(二)この世界ごと愛したい




「お、終わった…。」



私はその場にヘナヘナと座り込む。


二人に合格者のジャッジもう少し厳しくしてもらわないと私がキツい。



トキがいれば私の考えを汲んで二人に伝達してくれたんだろうけど。いないんですよね。





「疲れたー…。」




私はアキトに返してもらったハルの剣を見る。




アキトって、本当に読みにくい。


ハルに似ている部分は確かに多いけど、それ故に違う部分は全く読めない。





「…ハルなら…。」



きっと。


こうして私にモヤモヤと考えさせることなんてしない…なんて。比べることじゃないんだけど。



ここ数日でアキトの気持ちが行方不明になりました。




「おいリン。」


「…はい?」


「飯行くぞ。」


「今日はやめ……あー嘘。今行きますー。」




お腹空いてるわけでもないし断ろうと思ったけど、一生懸命用意してくれただろうハナちゃんが脳裏に浮かんだ。


私を呼んだアキトは、何食わぬ顔で歩き出す。




「お前ハナのことやけに気にかけるなあ?」


「ハナちゃん可愛いもん。」


「…お前には負けるけどなあ?」


「…目付いてる?」




突き放したかと思えばそんなことサラッと言うし。


マジで意味が分からん。




「お前等、極端に真逆だもんなあ。」


「……どうせ…。」




どうせ私は可愛くもなければ。強くもなれない。家のことだって何もできない。


そんなこと言われなくてもわかってますけど!!!




「あ?」


「…何でもなーい。
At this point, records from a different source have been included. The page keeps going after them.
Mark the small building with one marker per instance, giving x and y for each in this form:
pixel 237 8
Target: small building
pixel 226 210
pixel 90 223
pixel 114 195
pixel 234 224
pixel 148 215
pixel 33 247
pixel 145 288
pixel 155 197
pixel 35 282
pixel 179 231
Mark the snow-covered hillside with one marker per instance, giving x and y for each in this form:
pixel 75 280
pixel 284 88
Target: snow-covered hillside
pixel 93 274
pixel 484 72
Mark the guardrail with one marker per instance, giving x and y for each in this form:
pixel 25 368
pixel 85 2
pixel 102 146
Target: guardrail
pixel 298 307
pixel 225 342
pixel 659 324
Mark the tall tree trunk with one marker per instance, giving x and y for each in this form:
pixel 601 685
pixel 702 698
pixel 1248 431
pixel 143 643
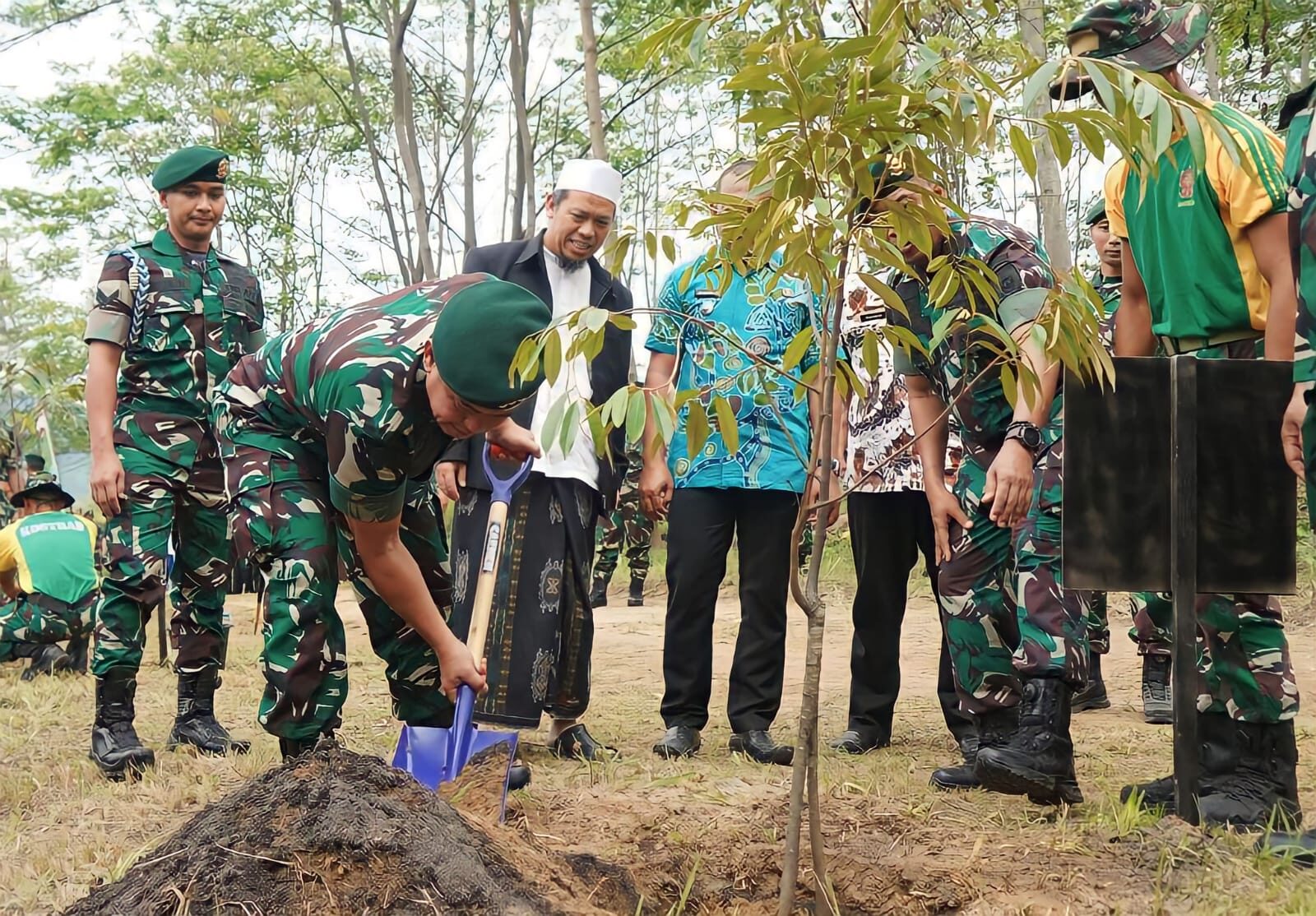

私食べたら今日は読書します。」




そう意気込んで。


黙々とご飯を口の中に運び、やや強引に飲み込んで。



ご馳走様と手を合わせてからすぐにアキトの部屋に戻る。



もう今日は集中して読みたい。


アキトに邪魔されることなく、邪な人もいない、誰にも迷惑をかけない。そんな場所はこの城にあるだろうか。





「…あ、そうだ。」




私は持てるだけの本を抱えて。


ここに来た時と同じ窓から飛び上がる。




屋上はないけど、充分な広さの屋根がある。もうここで良いです。